It is known that given a Riemannian manifold, then the tangent cone (as a metric space) at any point $p$ is isometric to the tangent space at $p$, with the metric given by the metric tensor.
Is there a converse, or an additional condition to have a converse, in the following form?
Given a metric space $X$ such that the tangent cone at any point is a Euclidean space of dimension $n$, and (possibly additional condition), then $X$ is a Riemannian manifold of dimension $n$.
To provide some context the subsets of a Euclidean space that can be approximated by affine planes on every scale are known as Reifenberg-flat sets after E. R. Reifenberg who proved in the 1960s that such sets are bi-Holder to a Euclidean space.

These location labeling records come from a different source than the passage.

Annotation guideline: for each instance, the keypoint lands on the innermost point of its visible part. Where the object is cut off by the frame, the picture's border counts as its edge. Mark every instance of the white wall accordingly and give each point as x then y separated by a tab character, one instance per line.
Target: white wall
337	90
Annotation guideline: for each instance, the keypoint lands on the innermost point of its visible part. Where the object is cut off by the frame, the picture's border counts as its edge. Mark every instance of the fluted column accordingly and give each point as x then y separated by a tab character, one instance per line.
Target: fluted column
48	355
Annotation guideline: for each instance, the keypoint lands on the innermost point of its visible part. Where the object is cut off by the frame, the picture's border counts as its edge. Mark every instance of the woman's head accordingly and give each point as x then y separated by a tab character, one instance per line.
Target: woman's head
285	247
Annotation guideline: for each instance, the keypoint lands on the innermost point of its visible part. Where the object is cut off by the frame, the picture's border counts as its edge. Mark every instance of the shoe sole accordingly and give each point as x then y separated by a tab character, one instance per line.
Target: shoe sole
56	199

There is a substantial literature on the subject (search on "Reifenberg-flat").
Now regarding your specific question: T. Colding and A. Naber construct in Lower Ricci Curvature, Branching, and Bi-Lipschitz Structure of Uniform Reifenberg Spaces a metric space $Y$ such that
The tangent cones of $Y$ are all isometric to $\mathbb R^n$ (which by an earlier work of J. Cheeger and Colding implies that $Y$ is bi-Holder homeomorphic to $\mathbb R^n$).
Every bounded set of $Y$ is bi-Lipschitz embeddable in some Euclidean space.
There is no homeomorphism of $Y$ onto $\mathbb R^n$ such that the pullback geometry is induced by some $C^{0,\beta}$ Riemannian metric where $0<\beta<1$.
To show (3) they prove that geodesic in $Y$ branch in the sense of Theorem 1.3 of the linked paper.
Moreover, $Y$ occurs ``in nature'' as a pointed Gromov-Hausdorff limit of a noncollapsing sequence of Riemannian $n$-manifolds with a common lower bound on Ricci curvature.
I am not sure whether the metric on $Y$ can be induced by a $C^0$ Riemannian metric but in any case branching of geodesics is not the property a decent $C^0$ metric should be proud of.